The point is that ordinary galaxies produce a broad spectrum of radiation and it is difficult to boost the flux at one frequency without violating limits imposed at others. It might be able to invoke Active Galactic Nuclei (AGN) to do the trick, but I’m not sure. I am sure there’ll be a lot work going on trying to see how this might fit in with all the other things we know about galaxy formation and evolution but for the time being it’s a mystery.

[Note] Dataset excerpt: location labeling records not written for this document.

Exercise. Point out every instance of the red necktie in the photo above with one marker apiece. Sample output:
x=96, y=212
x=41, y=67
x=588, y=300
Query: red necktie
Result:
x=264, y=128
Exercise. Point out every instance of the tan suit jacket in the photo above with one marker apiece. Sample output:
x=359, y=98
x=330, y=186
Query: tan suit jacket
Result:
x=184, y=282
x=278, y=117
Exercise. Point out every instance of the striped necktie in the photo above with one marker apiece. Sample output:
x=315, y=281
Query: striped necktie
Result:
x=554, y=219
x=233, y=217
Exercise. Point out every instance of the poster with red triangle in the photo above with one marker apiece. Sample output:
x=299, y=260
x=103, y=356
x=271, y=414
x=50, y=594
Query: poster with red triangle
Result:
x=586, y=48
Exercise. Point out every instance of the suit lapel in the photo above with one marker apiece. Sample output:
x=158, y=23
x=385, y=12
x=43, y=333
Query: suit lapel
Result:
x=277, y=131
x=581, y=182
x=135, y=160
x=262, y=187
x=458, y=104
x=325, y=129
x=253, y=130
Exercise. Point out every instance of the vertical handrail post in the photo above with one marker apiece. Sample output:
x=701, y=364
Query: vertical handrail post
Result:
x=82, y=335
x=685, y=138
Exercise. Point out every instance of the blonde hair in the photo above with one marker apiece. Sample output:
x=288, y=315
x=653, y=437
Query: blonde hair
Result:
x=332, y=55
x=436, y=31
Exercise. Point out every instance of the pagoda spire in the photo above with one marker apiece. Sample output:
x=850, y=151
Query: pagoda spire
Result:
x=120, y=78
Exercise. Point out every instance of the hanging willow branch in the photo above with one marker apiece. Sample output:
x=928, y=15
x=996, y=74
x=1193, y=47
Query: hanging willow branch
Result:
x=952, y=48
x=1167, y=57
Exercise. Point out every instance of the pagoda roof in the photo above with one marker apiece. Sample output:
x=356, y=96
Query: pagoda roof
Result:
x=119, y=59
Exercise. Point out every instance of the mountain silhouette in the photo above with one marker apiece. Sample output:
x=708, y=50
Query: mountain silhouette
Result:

I’m equally sure that these results will spawn a plethora of more esoteric theoretical explanations, inevitably including the ridiculous as well as perhaps the sublime. Charged dark matter springs to mind.

Or maybe it’s not even extragalactic. Could it be from an unknown source inside the Milky Way? If so, it might shed some light on the curiosities we find in the cosmic microwave background that I’ve mentioned here and there, but it seems to peak at too low a frequency to account for much of the overall microwave sky temperature.

But it does have a lesson for astronomy funders. ARCADE 2 is a very cheap experiment (by NASA standards). Moreover, the science goals of the experiment did not include “discovering a new cosmic background”. It just goes to show that even in these times of big, expensive and narrowly targetted missions there is still space for serendipity.